For the second evening in a row, they have carried out searches of the homes, first of imprisoned Maidan activist Oleksandr Kostenko’s common-law wife, then of her brother.

Kostenko himself has been in detention since Feb 8.  He is accused of throwing a stone and slightly injuring a Crimean Berkut special force officer a year earlier, on Feb 18, 2014, during the EuroMaidan protests in Kyiv which ended before Russia invaded and annexed Crimea.  He is also charged with having kept a rifle barrel in his home.

Two months later, in the evening of April 9, twelve police officers turned up at the home of Olga Ukolova, Kostenko’s wife.  They searched the premises where she lives with her 7-month-old baby and her mother, and removed telephones and memory drives. 

They appeared again on Friday evening at the home of Ukolova’s brother.  He was not there, and the search was carried out in the presence of his wife Yulia Taktasheva and her small child.   

According to Dmitry Sotnikov, Kostenko’s lawyer, on both occasions the officers forced their way in, and removed telephones.

After the preliminary hearing on April 3, Sotnikov told journalists that the prosecutor might add 4 other charges against Kostenko: “of illegally crossing the border; of beating up some anti-Maidan person or other, presumably the investigators will have to find somebody. And also violence with respect to an officer of the Ukrainian law enforcement bodies – here it is generally unclear why Russia is therefore prosecuting. In addition they may charge my client with preparing the basic parts of a weapon”.

Sotnikov added that they are trying to coerce Kostenko into making some kind of agreement, while Kostenko himself has complained of torture and ill-treatment.  His lawyer suggests that the threat of these additional charges is likely to be aimed at forcing him to ‘cooperate’ with the prosecution. The collaboration could, he suggests, entail claiming that there is some kind of organized gang in Crimea planning an uprising.  

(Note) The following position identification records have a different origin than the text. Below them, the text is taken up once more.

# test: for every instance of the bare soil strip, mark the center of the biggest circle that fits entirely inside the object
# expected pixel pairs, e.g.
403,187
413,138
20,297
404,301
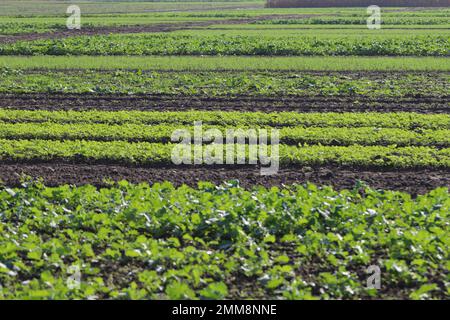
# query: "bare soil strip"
53,174
162,27
239,103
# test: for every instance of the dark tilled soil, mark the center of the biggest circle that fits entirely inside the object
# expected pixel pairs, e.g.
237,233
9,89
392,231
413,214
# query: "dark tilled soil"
163,27
413,181
240,103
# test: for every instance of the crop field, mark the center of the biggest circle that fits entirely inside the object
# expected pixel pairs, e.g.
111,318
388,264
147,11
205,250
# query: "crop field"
223,150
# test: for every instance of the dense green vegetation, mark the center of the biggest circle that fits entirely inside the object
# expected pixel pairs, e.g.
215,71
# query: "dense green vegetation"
225,44
288,135
223,241
214,83
204,63
402,120
155,153
137,241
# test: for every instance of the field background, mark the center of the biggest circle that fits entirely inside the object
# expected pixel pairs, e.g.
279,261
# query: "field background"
87,179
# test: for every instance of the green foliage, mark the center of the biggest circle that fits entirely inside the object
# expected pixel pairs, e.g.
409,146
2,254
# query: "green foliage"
224,44
155,153
217,83
212,242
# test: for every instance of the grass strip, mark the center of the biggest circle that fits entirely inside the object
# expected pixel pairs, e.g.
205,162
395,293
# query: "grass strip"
196,63
288,135
221,83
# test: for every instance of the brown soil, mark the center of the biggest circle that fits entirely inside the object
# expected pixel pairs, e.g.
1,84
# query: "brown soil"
413,181
239,103
163,27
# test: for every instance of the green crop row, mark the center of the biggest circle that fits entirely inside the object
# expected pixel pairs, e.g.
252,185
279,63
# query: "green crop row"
162,242
226,83
230,63
222,44
288,135
359,20
402,120
144,153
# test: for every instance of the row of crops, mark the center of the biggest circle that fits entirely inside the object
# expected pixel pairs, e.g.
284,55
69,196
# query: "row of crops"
217,83
109,102
144,44
159,242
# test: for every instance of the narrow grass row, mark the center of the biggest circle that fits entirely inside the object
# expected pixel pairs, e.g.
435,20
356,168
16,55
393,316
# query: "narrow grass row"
211,242
143,153
217,83
203,63
224,44
401,120
366,136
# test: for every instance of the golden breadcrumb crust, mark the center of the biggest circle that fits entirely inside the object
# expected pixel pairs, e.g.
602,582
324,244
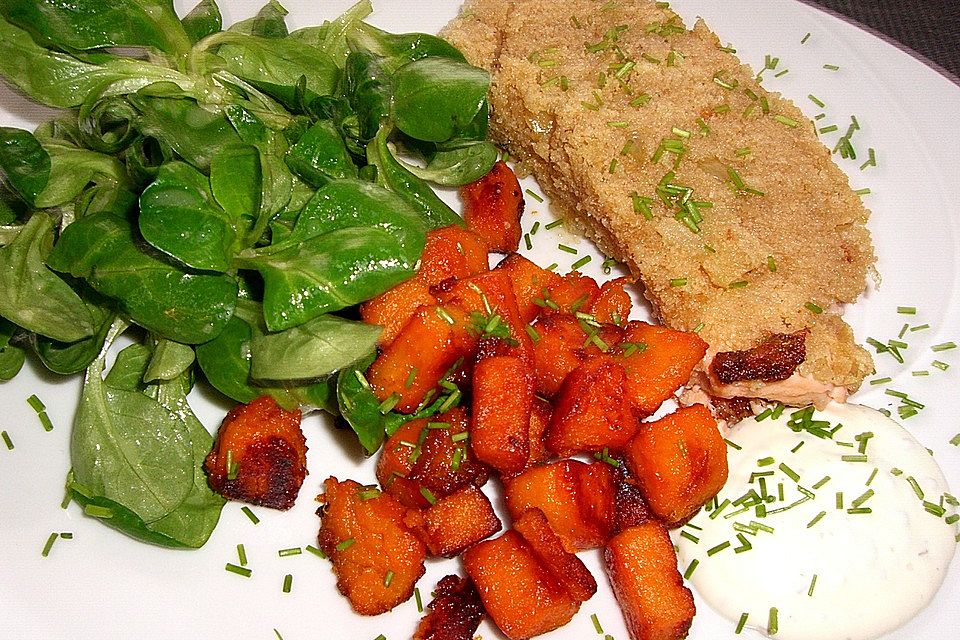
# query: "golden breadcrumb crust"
584,95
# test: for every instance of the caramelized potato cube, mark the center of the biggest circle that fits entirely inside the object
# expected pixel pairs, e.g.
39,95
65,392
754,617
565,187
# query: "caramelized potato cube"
424,351
679,461
521,595
363,533
572,293
590,413
566,567
658,361
491,307
540,414
260,455
454,613
642,566
429,457
492,207
502,402
563,345
450,252
576,498
529,282
456,522
613,303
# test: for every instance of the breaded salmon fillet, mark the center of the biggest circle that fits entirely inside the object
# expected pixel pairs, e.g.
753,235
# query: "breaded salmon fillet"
668,153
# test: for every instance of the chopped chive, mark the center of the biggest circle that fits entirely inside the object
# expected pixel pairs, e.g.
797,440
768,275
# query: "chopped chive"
772,622
534,195
717,549
240,571
49,545
596,623
743,622
915,486
581,262
790,122
250,514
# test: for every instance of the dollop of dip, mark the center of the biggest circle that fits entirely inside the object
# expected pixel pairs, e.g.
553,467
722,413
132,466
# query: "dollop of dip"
834,524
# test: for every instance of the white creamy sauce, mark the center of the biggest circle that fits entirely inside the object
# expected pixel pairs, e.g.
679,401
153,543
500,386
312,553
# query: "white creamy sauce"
830,573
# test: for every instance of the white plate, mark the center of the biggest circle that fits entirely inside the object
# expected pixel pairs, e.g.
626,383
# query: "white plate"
103,585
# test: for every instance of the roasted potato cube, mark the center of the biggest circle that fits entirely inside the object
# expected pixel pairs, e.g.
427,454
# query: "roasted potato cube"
679,461
564,343
491,306
502,402
456,521
576,498
492,207
260,455
450,252
429,459
529,282
566,567
642,566
613,303
425,350
520,594
590,413
658,361
454,613
376,558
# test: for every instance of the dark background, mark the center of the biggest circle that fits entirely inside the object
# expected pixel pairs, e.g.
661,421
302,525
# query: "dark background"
930,27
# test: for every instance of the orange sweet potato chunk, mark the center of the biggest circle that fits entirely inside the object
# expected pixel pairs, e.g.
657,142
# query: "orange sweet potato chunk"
530,284
502,402
424,351
521,595
492,207
450,252
563,343
429,457
366,539
642,566
658,361
454,613
260,455
457,521
491,306
590,413
576,498
613,303
566,567
679,461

This is ominously similar to the threats reported by Crimean political prisoners Oleg Sentsov and Oleksandr Kolchenko.  In their cases, the other two men arrested – Gennady Afanasyev and Oleksy Chirniy – both agreed to collaborate with the investigators.  In Afanasyev’s case, the cooperation entailed providing false testimony against Sentsov.  He was sentenced to the minimum term for ‘terrorism’ (7 years) in a closed trial which the other men’s lawyers were not told was taking place.